Athletic’s existing San Diego space is equipped with roughly 150K bbls of annual capacity, implying the brewer could already crank out ~650K bbls between that and Milford. New facility should add close to 750K bbls of annual capacity once renovations are complete, tho it’s currently configured for about 400K bbls per yr with figures subject to change as buildout gets underway. (Co’s now entirely out of its original spot in Stratford, CT, but size of that space paled in comparison.)
Ability to Support 5x 2023 Production The brewer’s betting big on future growth, as roughly 1.35 mil-bbls of runway would be more than 5x the 258K bbls it produced in 2023. But if co’s category growth expectations for NA beer come to fruition, “we’re gonna need a lot more capacity,” Chris commented. Move should provide ample runway to support the Athletic’s growth while “further cementing it as the world’s largest brewery entirely devoted to producing non-alcoholic beer,” announcement notes.
Already the #1 NA beer brand in the US with over 19 share, Athletic $$ sales are up 62% in NIQ all outlet scans YTD thru May 18. If able to maintain 50%+ growth all channel, Athletic could finish 2024 in ballpark of 400K bbls. It ended last yr as the 10th largest craft brewer and 20th largest overall, according to the Brewers Assn (excluding beyond beer), with products available in over 50K retail doors and 25K on-premise venues nationwide.

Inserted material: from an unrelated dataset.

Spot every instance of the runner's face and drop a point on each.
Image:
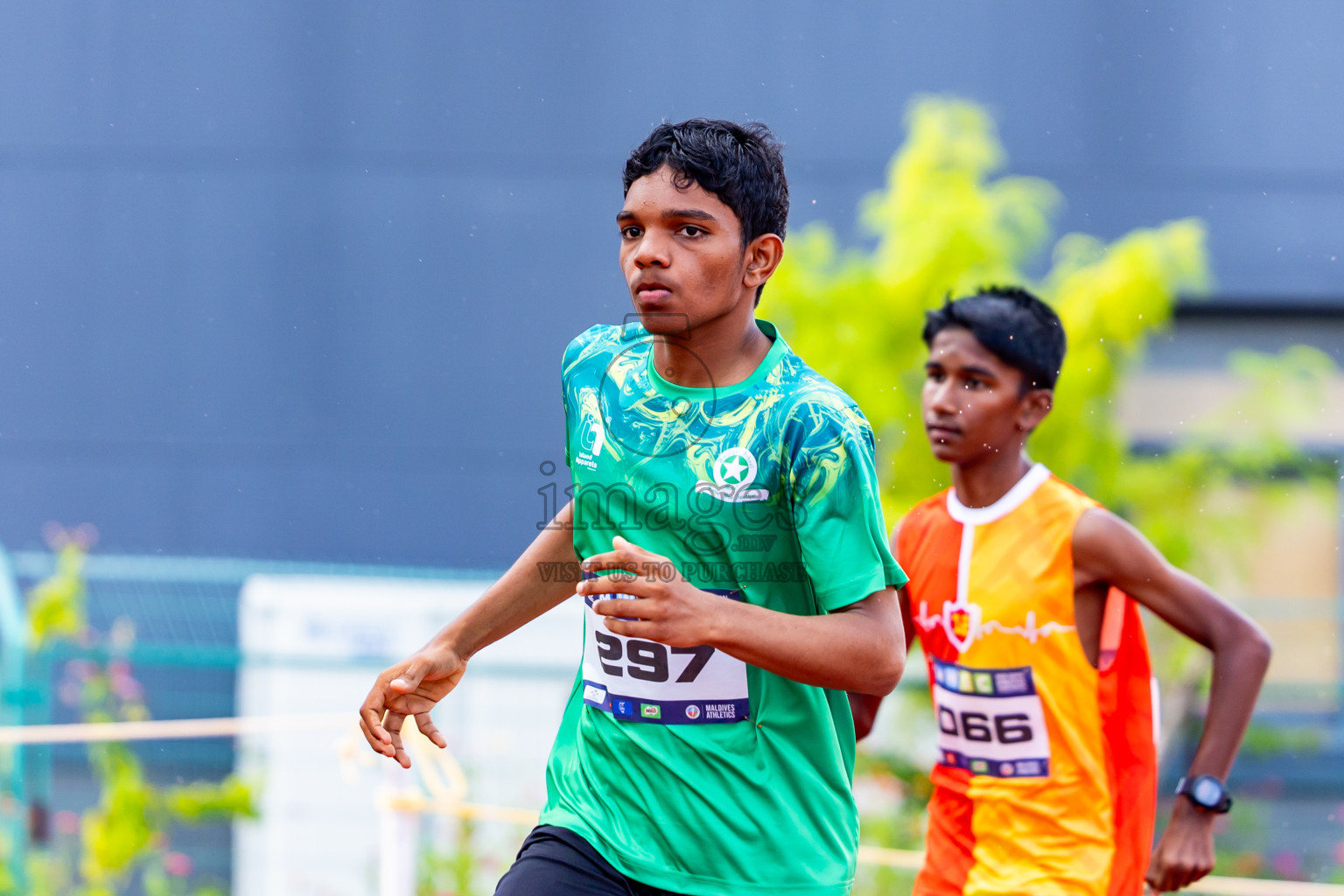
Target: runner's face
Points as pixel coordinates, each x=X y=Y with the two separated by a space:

No Plans to Contract Brew; Aim to Utilize Capacity “to its Fullest” The Kings & Convicts-operated Ballast Point taproom connected to the facility will remain open to the public during renovations. Yet Athletic doesn’t plan to contract brew for Ballast Point or anyone else, and transaction doesn’t include Ballast Point brands or personnel, CBN understands. Athletic plans to utilize the facility’s capacity “to its fullest,” co-founder & chief product officer John Walker said in release. “This expansion will allow us to efficiently and sustainably scale our capacity in anticipation of meeting increasing wholesaler, retailer, and consumer demand for years to come,” added co-founder & CEO Bill Shufelt.

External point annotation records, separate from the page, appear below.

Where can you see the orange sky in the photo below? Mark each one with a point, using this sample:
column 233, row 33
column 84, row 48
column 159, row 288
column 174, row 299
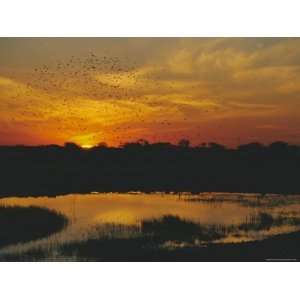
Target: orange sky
column 113, row 90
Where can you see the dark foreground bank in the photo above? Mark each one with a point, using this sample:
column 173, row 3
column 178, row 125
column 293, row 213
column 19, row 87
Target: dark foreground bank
column 55, row 170
column 23, row 224
column 284, row 247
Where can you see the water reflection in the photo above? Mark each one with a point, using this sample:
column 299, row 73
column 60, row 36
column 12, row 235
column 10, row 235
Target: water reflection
column 218, row 217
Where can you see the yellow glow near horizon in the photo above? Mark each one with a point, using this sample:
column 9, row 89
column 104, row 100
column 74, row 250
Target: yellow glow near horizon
column 229, row 90
column 87, row 146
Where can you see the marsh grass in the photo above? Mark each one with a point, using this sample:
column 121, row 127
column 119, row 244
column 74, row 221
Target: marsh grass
column 264, row 201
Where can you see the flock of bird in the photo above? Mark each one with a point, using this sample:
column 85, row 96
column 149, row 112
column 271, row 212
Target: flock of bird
column 53, row 90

Ballast Brewery Changes Hands for 3rd Time in About a Decade Athletic considered a variety of options in its quest to add another brewery. But perhaps it was able to buy the former Ballast facility for a comparatively low price as it switches hands for the 3rd time in about a decade. Recall, Kings & Convicts acquired the brewery and Ballast Point brand for $41 mil in 2019, just 4.5 yrs after Constellation bought the company for a billion dollars. By April of this yr, Kings & Convicts ceased production there with an (at the time) unnamed brewery set to take over.

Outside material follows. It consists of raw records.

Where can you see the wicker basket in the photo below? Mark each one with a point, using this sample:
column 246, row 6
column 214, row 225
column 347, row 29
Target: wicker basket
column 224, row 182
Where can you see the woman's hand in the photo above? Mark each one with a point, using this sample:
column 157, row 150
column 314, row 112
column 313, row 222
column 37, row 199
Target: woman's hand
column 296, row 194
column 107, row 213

Joining growing list of breweries tapped for unique, valuable oppy for mentorship and more from Boston Beer, Crowns & Hops Brewing won this yr's coveted Samuel Adams Brewing the American Dream Experienceship, cos announced this wk. The pioneering Inglewood-based beer and lifestyle brand founded and run by Beny Ashburn and Teo Hunter has long punched way above its volume-based weight class in terms of visibility and influence. So count this recognition as yet another feather in the pair's increasingly crowded caps, despite the delays and setbacks they've faced setting up permanent, bricks & mortar shop in their hometown. This is the 13th experienceship awarded by the co, part of its larger mini-grants program for startup food and drink cos.